Decisions Benefitting Employees

Employers take note: courts also have disagreed with the DLSE’s opinion letters and manual to the benefit of employees. Perhaps the most significant example is Murphy v. Kenneth Cole Productions, Inc. There, the California Supreme Court considered whether payments to employees for missed meal and rest periods under Labor Code section 226.7 were “wages” or “penalties.” The DLSE had issued an opinion stating that section 226.7 payments were penalties and therefore a one-year statute of limitations applied. The Supreme Court disagreed, holding that such payments were wages and subject to a three-year statute of limitations. In addition to noting that the DLSE’s construction of section 226.7 was not binding, the court observed that the DLSE had previously issued four opinion letters stating that missed meal payments were wages – but changed its position when “the issue became highly politicized.” The court observed that, “when an agency’s construction flatly contradicts is original interpretation, it is not entitled to significant deference.”

Practical Tips

First and foremost, the DLSE manual and opinion letters contain helpful analysis and should not be ignored. The agency’s interpretations often are based on prior case law or existing statutes and regulations. So, not all of the positions the DLSE takes are vulnerable in court.

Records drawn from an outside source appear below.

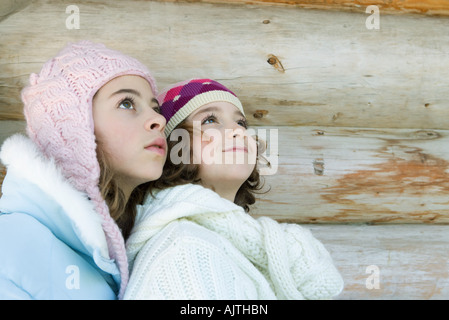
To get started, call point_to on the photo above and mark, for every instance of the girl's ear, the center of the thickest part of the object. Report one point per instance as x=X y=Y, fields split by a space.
x=261 y=145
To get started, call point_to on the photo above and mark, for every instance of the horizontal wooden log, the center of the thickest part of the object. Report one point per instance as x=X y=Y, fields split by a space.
x=328 y=174
x=291 y=67
x=389 y=262
x=429 y=7
x=344 y=175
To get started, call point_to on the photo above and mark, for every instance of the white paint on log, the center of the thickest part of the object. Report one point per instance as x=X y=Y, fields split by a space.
x=412 y=259
x=364 y=175
x=337 y=72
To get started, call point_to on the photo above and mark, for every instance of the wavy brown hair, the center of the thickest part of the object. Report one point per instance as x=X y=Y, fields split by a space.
x=179 y=174
x=123 y=211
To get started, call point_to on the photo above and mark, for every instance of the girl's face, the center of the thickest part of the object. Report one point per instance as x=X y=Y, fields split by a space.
x=130 y=130
x=227 y=155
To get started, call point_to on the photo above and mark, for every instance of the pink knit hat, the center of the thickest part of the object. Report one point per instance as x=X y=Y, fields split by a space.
x=58 y=111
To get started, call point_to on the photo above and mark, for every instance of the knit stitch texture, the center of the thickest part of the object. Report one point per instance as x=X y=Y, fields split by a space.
x=291 y=260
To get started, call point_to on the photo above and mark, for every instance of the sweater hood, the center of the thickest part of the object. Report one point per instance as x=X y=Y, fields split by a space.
x=170 y=204
x=35 y=182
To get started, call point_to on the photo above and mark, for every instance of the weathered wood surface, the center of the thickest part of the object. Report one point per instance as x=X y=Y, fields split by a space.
x=335 y=72
x=429 y=7
x=328 y=174
x=341 y=175
x=411 y=260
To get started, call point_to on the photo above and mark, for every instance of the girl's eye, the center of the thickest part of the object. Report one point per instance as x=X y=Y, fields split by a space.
x=157 y=109
x=209 y=119
x=127 y=104
x=243 y=123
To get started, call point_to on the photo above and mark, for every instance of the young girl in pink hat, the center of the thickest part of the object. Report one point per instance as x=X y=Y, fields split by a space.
x=193 y=237
x=95 y=139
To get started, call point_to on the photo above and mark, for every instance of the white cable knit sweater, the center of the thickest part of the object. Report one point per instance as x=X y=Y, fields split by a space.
x=189 y=243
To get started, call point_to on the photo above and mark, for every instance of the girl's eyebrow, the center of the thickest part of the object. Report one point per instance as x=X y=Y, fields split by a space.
x=131 y=91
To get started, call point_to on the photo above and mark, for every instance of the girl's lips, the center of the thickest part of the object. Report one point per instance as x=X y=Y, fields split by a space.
x=237 y=149
x=158 y=146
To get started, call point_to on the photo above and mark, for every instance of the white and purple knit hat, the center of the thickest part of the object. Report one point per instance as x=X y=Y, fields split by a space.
x=179 y=100
x=58 y=112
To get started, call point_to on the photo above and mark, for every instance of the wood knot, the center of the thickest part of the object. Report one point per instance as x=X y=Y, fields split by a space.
x=318 y=166
x=276 y=63
x=259 y=114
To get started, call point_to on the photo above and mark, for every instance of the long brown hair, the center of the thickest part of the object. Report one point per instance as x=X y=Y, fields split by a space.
x=179 y=174
x=121 y=210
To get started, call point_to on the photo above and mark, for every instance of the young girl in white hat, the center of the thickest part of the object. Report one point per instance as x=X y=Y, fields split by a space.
x=193 y=237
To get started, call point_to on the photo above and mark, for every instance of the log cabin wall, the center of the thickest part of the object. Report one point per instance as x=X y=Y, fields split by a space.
x=361 y=114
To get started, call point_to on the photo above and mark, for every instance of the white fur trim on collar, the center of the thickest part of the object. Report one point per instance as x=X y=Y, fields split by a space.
x=21 y=155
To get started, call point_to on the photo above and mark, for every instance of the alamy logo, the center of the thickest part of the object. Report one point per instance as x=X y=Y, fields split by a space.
x=72 y=281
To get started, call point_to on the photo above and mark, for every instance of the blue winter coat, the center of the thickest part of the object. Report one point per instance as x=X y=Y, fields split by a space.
x=52 y=245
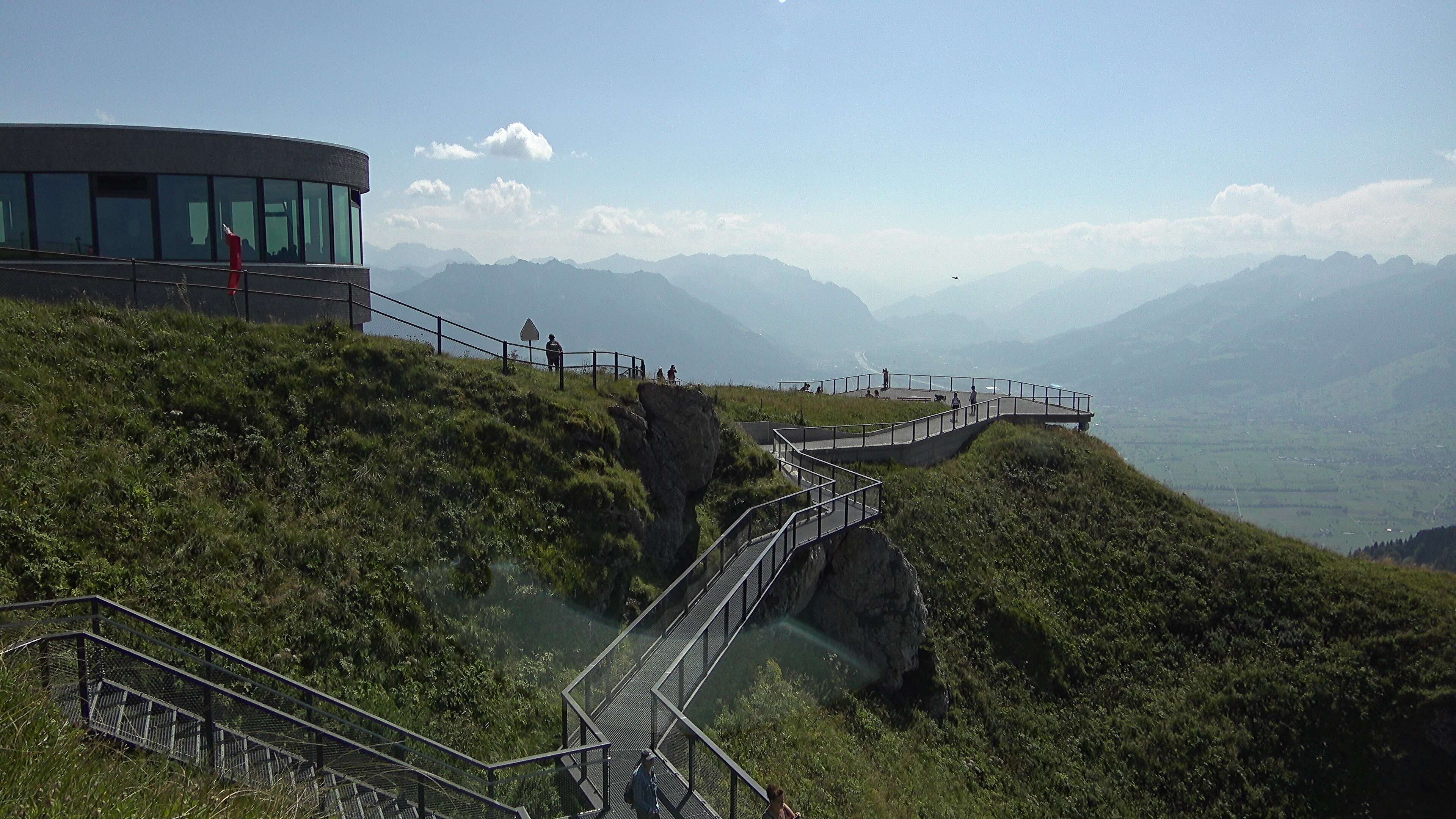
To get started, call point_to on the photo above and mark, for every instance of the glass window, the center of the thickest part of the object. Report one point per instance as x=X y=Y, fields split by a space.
x=341 y=225
x=282 y=221
x=63 y=213
x=317 y=245
x=15 y=215
x=124 y=216
x=238 y=209
x=185 y=228
x=359 y=229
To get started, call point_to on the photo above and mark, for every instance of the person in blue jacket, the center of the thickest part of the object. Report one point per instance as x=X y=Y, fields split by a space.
x=644 y=788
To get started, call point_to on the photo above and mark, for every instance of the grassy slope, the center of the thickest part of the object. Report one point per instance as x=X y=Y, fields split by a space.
x=52 y=770
x=1116 y=649
x=328 y=503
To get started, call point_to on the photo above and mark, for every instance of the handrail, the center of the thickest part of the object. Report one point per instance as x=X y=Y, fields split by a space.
x=619 y=363
x=421 y=776
x=309 y=700
x=740 y=595
x=868 y=382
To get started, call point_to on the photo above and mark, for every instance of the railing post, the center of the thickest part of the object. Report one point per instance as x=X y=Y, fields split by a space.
x=83 y=679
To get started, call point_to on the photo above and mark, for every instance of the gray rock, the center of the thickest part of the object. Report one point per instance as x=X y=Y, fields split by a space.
x=672 y=438
x=868 y=599
x=792 y=592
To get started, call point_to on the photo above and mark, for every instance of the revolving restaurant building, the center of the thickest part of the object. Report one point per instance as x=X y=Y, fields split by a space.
x=165 y=196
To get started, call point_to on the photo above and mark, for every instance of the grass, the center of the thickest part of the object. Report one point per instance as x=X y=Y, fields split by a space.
x=1114 y=649
x=340 y=508
x=52 y=770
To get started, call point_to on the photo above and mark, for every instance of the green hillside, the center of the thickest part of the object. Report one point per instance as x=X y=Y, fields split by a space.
x=446 y=546
x=1114 y=649
x=356 y=512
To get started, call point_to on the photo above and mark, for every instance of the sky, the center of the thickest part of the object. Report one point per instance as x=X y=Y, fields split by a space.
x=886 y=146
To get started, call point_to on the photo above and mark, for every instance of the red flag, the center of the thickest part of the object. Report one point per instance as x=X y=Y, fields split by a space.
x=235 y=260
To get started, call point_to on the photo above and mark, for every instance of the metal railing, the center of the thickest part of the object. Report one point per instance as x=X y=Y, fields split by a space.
x=870 y=382
x=520 y=781
x=681 y=744
x=861 y=436
x=223 y=729
x=257 y=298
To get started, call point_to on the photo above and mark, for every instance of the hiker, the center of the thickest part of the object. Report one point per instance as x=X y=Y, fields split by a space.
x=643 y=788
x=554 y=355
x=778 y=810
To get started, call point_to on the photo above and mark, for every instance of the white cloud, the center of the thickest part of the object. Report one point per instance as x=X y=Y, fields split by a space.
x=1257 y=199
x=504 y=196
x=446 y=151
x=615 y=222
x=427 y=188
x=518 y=142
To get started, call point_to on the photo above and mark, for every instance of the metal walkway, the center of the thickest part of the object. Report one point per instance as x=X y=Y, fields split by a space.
x=646 y=681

Employers and lawyers should not ignore DLSE provisions that have no clear basis in law, either. As stated, right or wrong, the agency will rely on its own interpretations of the law at administrative hearings. Employers seeking to overturn these rulings must do so in court, which can be an expensive proposition when an employee’s administrative claim involves just a few hundred dollars.

Lawyers relying on DLSE interpretations should consider whether to qualify their advice to make clear to clients that the DLSE’s opinions are not binding and could be reversed by a court. Uncritical reliance on the DLSE’s legal position could expose an employer to serious liability. The Legislature should insulate employers who rely on DLSE interpretations. Until then, caveat lawyer.

As always, before adopting any wage-and-hour practice that could lead to potential class-wide liability, employers should consult with competent wage-and-hour counsel.